US 12,437,771 B2
	Neural network-based audio packet loss restoration method and apparatus, and system
Quanzhi Xiao, Zhuhai (CN); Yufeng Yan, Zhuhai (CN); Rongjun Huang, Zhuhai (CN); and Guiping Fang, Zhuhai (CN)
Assigned to ZHUHAI JIELI TECHNOLOGY CO., LTD, Zhuhai (CN)
Appl. No. 17/911,733
Filed by ZHUHAI JIELI TECHNOLOGY CO., LTD, Zhuhai (CN)
PCT Filed Sep. 30, 2020, PCT No. PCT/CN2020/119603 § 371(c)(1), (2) Date Sep. 15, 2022, PCT Pub. No. WO2021/184732, PCT Pub. Date Sep. 23, 2021.
Claims priority of application No. 202010200811.1 (CN), filed on Mar. 20, 2020.
Prior Publication US 2023/0245668 A1, Aug. 3, 2023
Int. Cl. G10L 21/02 (2013.01); G10L 25/30 (2013.01); G10L 25/45 (2013.01); G10L 25/60 (2013.01)

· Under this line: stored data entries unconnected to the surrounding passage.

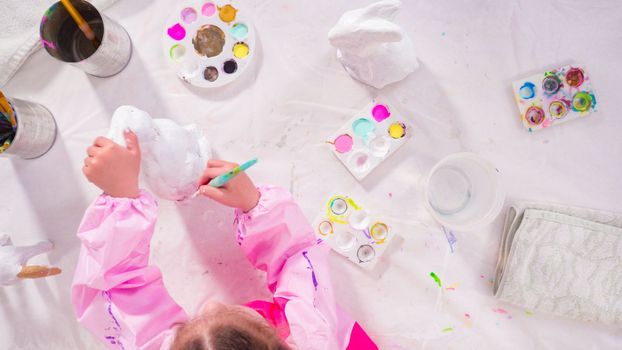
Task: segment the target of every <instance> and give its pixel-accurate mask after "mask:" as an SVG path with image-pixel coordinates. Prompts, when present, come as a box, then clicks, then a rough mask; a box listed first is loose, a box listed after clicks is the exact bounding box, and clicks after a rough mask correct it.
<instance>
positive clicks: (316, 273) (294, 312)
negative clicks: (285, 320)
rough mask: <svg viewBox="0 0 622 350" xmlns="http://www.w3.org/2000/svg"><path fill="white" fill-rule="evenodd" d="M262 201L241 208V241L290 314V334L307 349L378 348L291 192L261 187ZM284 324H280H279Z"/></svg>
mask: <svg viewBox="0 0 622 350" xmlns="http://www.w3.org/2000/svg"><path fill="white" fill-rule="evenodd" d="M259 192H260V193H261V198H260V200H259V203H258V204H257V206H256V207H255V208H254V209H252V210H251V211H249V212H248V213H244V212H243V211H242V210H236V221H235V226H236V232H237V240H238V244H240V246H241V248H242V250H243V251H244V253H245V254H246V256H247V257H248V259H249V260H250V262H251V263H252V264H253V265H254V266H255V267H257V268H259V269H261V270H264V271H266V273H267V280H268V288H269V289H270V290H271V291H272V293H273V294H274V300H275V304H277V305H279V309H281V310H282V311H283V313H284V316H285V318H286V319H287V323H288V327H289V334H291V335H292V337H293V339H294V340H295V341H296V342H297V344H298V346H302V345H303V344H304V347H305V349H357V350H376V349H378V347H377V346H376V345H375V344H374V342H373V341H372V340H371V339H370V338H369V337H368V336H367V334H366V333H365V331H364V330H363V329H362V328H361V327H360V325H359V324H358V323H356V322H354V321H353V320H352V319H351V318H350V317H349V316H348V315H347V314H346V313H344V312H342V311H341V310H340V308H339V307H338V306H337V303H336V301H335V296H334V294H333V287H332V282H331V279H330V271H329V267H328V252H329V248H328V247H327V246H326V244H324V243H322V242H321V241H318V240H317V239H316V238H315V234H314V233H313V229H312V228H311V226H310V225H309V223H308V221H307V219H306V218H305V216H304V215H303V213H302V211H301V210H300V208H299V207H298V205H297V204H296V203H295V202H294V200H293V198H292V197H291V195H290V194H289V192H287V191H285V190H284V189H282V188H278V187H268V186H261V187H259ZM277 326H278V325H277Z"/></svg>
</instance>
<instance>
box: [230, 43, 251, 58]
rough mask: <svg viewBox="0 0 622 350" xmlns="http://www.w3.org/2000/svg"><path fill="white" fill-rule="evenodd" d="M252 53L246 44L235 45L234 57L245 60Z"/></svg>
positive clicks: (234, 49) (237, 43)
mask: <svg viewBox="0 0 622 350" xmlns="http://www.w3.org/2000/svg"><path fill="white" fill-rule="evenodd" d="M249 52H250V50H249V48H248V45H246V43H236V44H235V45H233V56H235V57H237V58H244V57H246V56H248V53H249Z"/></svg>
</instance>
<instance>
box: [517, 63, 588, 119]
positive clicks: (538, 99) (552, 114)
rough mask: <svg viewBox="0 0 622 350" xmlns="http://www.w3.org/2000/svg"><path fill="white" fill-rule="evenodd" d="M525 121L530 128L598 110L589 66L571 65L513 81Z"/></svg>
mask: <svg viewBox="0 0 622 350" xmlns="http://www.w3.org/2000/svg"><path fill="white" fill-rule="evenodd" d="M512 88H513V89H514V97H515V99H516V105H517V106H518V110H519V111H520V114H521V120H522V121H523V125H524V126H525V128H527V129H528V130H529V131H533V130H541V129H544V128H547V127H549V126H551V125H555V124H560V123H564V122H567V121H569V120H572V119H576V118H579V117H584V116H587V115H589V114H590V113H592V112H595V111H596V97H595V96H594V90H593V89H592V84H591V81H590V78H589V76H588V75H587V72H586V71H585V69H584V68H583V67H581V66H577V65H568V66H563V67H561V68H557V69H554V70H552V71H548V72H544V74H536V75H533V76H531V77H529V78H525V79H521V80H517V81H515V82H513V83H512Z"/></svg>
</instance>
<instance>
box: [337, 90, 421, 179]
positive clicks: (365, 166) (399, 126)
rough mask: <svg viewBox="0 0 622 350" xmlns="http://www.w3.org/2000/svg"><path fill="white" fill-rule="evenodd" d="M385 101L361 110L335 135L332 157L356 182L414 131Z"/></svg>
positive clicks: (371, 104)
mask: <svg viewBox="0 0 622 350" xmlns="http://www.w3.org/2000/svg"><path fill="white" fill-rule="evenodd" d="M396 114H397V112H396V111H394V110H391V108H390V106H389V105H388V104H387V103H385V102H384V101H383V100H382V99H376V100H374V101H372V102H371V103H370V104H368V105H367V106H365V108H363V109H362V110H360V111H359V112H358V113H357V114H356V115H355V116H354V117H352V119H350V120H349V121H348V122H347V123H346V124H345V125H344V126H343V127H342V128H341V129H339V131H338V132H337V133H336V134H335V135H334V137H333V138H332V140H331V141H329V143H331V144H332V145H333V153H334V154H335V156H336V157H337V159H339V160H340V161H341V163H343V165H344V166H345V167H346V168H347V169H348V171H350V173H351V174H352V175H353V176H354V177H355V178H356V179H357V180H359V181H360V180H362V179H364V178H365V177H366V176H367V175H369V173H371V172H372V170H374V169H375V168H376V167H378V166H379V165H380V164H381V163H382V162H383V161H384V160H385V159H387V158H388V157H389V156H391V155H392V154H393V153H394V152H395V151H397V149H398V148H400V147H401V146H402V145H403V144H404V143H405V142H406V141H407V140H408V139H409V138H410V137H411V133H412V128H411V127H410V126H409V125H408V124H407V123H406V121H405V120H404V119H403V118H401V116H398V115H396Z"/></svg>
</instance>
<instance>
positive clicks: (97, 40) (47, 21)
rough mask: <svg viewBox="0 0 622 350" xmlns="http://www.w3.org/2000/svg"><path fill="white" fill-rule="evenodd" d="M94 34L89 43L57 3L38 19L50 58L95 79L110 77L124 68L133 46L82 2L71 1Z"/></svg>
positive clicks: (128, 35)
mask: <svg viewBox="0 0 622 350" xmlns="http://www.w3.org/2000/svg"><path fill="white" fill-rule="evenodd" d="M71 2H72V4H73V5H74V7H75V8H76V10H77V11H78V12H79V13H80V14H81V15H82V17H84V19H85V21H86V22H87V23H88V24H89V25H90V27H91V29H92V30H93V32H94V33H95V37H96V38H97V40H95V41H90V40H88V39H87V38H86V37H85V35H84V34H83V33H82V32H81V31H80V29H79V28H78V26H77V25H76V23H75V22H74V20H73V18H72V17H71V16H70V15H69V13H68V12H67V10H66V9H65V7H64V6H63V5H62V4H61V3H60V2H57V3H55V4H53V5H52V6H50V8H49V9H48V10H47V11H46V12H45V14H44V15H43V18H42V19H41V24H40V27H39V34H40V37H41V43H42V45H43V47H44V48H45V50H46V51H47V52H48V53H49V54H50V56H52V57H54V58H56V59H58V60H60V61H63V62H67V63H69V64H71V65H72V66H75V67H78V68H79V69H81V70H83V71H84V72H86V73H88V74H90V75H93V76H96V77H109V76H112V75H115V74H117V73H119V72H120V71H122V70H123V68H125V66H127V64H128V62H129V60H130V57H131V55H132V42H131V40H130V36H129V35H128V34H127V32H126V31H125V29H124V28H123V27H122V26H121V25H120V24H118V23H117V22H115V21H114V20H112V19H110V18H108V17H106V15H104V14H103V13H100V12H99V11H98V10H97V9H96V8H95V7H94V6H93V5H91V4H90V3H88V2H86V1H84V0H71Z"/></svg>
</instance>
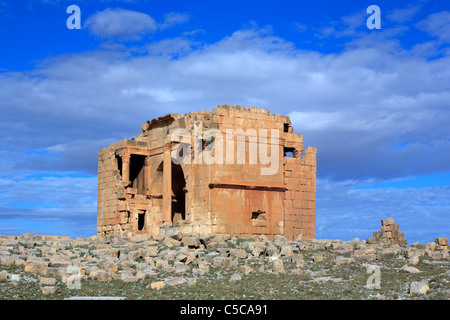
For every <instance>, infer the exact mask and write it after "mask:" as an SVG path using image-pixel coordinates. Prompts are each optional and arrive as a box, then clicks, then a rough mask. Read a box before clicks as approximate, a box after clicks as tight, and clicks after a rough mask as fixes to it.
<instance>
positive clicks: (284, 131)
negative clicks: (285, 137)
mask: <svg viewBox="0 0 450 320" xmlns="http://www.w3.org/2000/svg"><path fill="white" fill-rule="evenodd" d="M283 132H292V127H291V126H290V125H289V123H285V124H284V126H283Z"/></svg>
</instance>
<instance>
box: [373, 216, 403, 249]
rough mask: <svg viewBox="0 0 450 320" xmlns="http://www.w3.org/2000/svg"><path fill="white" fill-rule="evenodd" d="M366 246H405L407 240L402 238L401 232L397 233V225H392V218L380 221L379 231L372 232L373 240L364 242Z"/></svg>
mask: <svg viewBox="0 0 450 320" xmlns="http://www.w3.org/2000/svg"><path fill="white" fill-rule="evenodd" d="M366 242H367V243H368V244H378V243H381V244H398V245H400V246H406V245H407V243H408V240H406V239H405V238H404V235H403V232H402V231H399V226H398V224H395V223H394V219H393V218H387V219H383V220H381V231H374V232H373V238H369V239H367V240H366Z"/></svg>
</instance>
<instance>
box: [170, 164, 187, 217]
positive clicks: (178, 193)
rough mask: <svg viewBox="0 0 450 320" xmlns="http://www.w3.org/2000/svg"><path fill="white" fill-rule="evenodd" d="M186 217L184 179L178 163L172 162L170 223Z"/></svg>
mask: <svg viewBox="0 0 450 320" xmlns="http://www.w3.org/2000/svg"><path fill="white" fill-rule="evenodd" d="M185 219H186V180H185V179H184V173H183V169H182V168H181V166H180V165H179V164H173V163H172V223H176V222H177V221H178V220H185Z"/></svg>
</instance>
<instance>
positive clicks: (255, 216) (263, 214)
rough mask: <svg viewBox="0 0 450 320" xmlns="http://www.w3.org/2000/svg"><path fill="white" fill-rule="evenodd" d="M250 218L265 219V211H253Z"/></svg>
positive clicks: (254, 219)
mask: <svg viewBox="0 0 450 320" xmlns="http://www.w3.org/2000/svg"><path fill="white" fill-rule="evenodd" d="M252 220H266V212H265V211H261V210H257V211H253V212H252Z"/></svg>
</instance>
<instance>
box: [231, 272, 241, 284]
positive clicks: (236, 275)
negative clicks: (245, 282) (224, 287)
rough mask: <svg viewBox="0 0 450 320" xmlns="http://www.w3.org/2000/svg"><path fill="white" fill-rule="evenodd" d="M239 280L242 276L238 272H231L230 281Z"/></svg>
mask: <svg viewBox="0 0 450 320" xmlns="http://www.w3.org/2000/svg"><path fill="white" fill-rule="evenodd" d="M241 280H242V276H241V275H240V274H239V273H235V274H233V275H232V276H231V278H230V282H236V281H241Z"/></svg>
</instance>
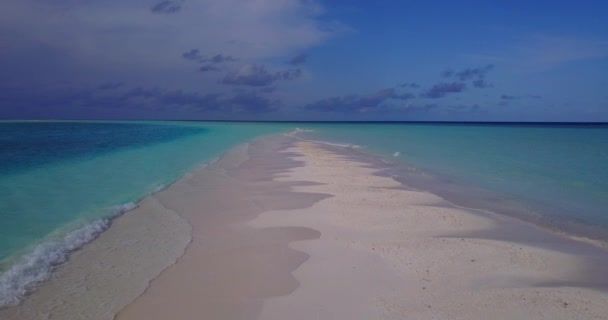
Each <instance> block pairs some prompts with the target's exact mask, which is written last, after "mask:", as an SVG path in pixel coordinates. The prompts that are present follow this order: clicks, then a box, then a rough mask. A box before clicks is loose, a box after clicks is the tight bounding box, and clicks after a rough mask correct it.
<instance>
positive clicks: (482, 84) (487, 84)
mask: <svg viewBox="0 0 608 320" xmlns="http://www.w3.org/2000/svg"><path fill="white" fill-rule="evenodd" d="M473 86H474V87H475V88H480V89H484V88H491V87H492V84H491V83H489V82H487V81H486V80H485V79H477V80H475V81H473Z"/></svg>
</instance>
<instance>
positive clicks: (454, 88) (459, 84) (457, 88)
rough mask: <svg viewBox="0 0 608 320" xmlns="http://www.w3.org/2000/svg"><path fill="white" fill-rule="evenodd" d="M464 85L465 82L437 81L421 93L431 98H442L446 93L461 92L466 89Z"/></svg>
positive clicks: (423, 94)
mask: <svg viewBox="0 0 608 320" xmlns="http://www.w3.org/2000/svg"><path fill="white" fill-rule="evenodd" d="M466 87H467V86H466V84H465V83H462V82H451V83H446V82H443V83H438V84H436V85H434V86H433V87H431V88H430V89H429V90H428V91H426V92H425V93H423V94H422V96H423V97H425V98H431V99H438V98H443V97H445V95H447V94H448V93H458V92H462V91H464V90H465V89H466Z"/></svg>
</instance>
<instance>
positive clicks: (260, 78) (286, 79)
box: [220, 64, 302, 87]
mask: <svg viewBox="0 0 608 320" xmlns="http://www.w3.org/2000/svg"><path fill="white" fill-rule="evenodd" d="M301 75H302V70H300V69H290V70H284V71H278V72H271V71H268V69H266V67H265V66H264V65H260V64H253V65H246V66H244V67H242V68H241V69H240V70H238V71H236V72H231V73H229V74H227V75H226V76H225V77H224V78H222V79H221V80H220V83H222V84H227V85H236V86H252V87H263V86H267V85H271V84H273V83H275V82H276V81H280V80H293V79H296V78H298V77H300V76H301Z"/></svg>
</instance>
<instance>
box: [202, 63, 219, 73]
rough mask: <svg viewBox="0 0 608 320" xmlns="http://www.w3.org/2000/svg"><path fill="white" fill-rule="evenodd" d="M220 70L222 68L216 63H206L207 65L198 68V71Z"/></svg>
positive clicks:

CPC G10L 21/02 (2013.01) [G10L 25/30 (2013.01); G10L 25/45 (2013.01); G10L 25/60 (2013.01)]

17 Claims

1. A neural network-based audio data packet loss restoration method, applied to an audio device comprising a processor, the method comprising:

step s101: acquiring, by the processor, an audio data packet, wherein the audio data packet comprises a plurality of audio data frames, the plurality of audio data frames at least comprises a plurality of voice signal frames, and a voice signal frame is an audio data frame comprising a voice signal;

step s102: distinguishing, by the processor, the voice signal frame from the non-voice signal frame in the plurality of audio data frames according to a preset algorithm;

step s103: when there is a frame loss situation that a voice signal frame in the plurality of audio data frames is lost, determining, by the processor, a position of a lost voice signal frame in the plurality of audio data frames to obtain position information of the lost frame, the position comprises a first preset position or a second preset position, wherein the position information of the lost frame is a position of the lost voice signal frame in a group of voice signal frames, and the group of voice signal frames comprises N voice signal frames, wherein N is an integer greater than or equal to five;

step s105: selecting, by the processor, a neural network model for a restoration of the frame loss situation according to the position information of the lost frame, wherein the neural network model comprises a first restoration model and a second restoration model, the first restoration model is configured to restore a voice signal frame at the first preset position, and the second restoration model is configured to restore a voice signal frame at the second preset position; and

step s107: inputting, by the processor, the plurality of audio data frames into the selected neural network model to restore the lost voice signal frame;

wherein the plurality of audio data frames further includes a non-voice signal frame.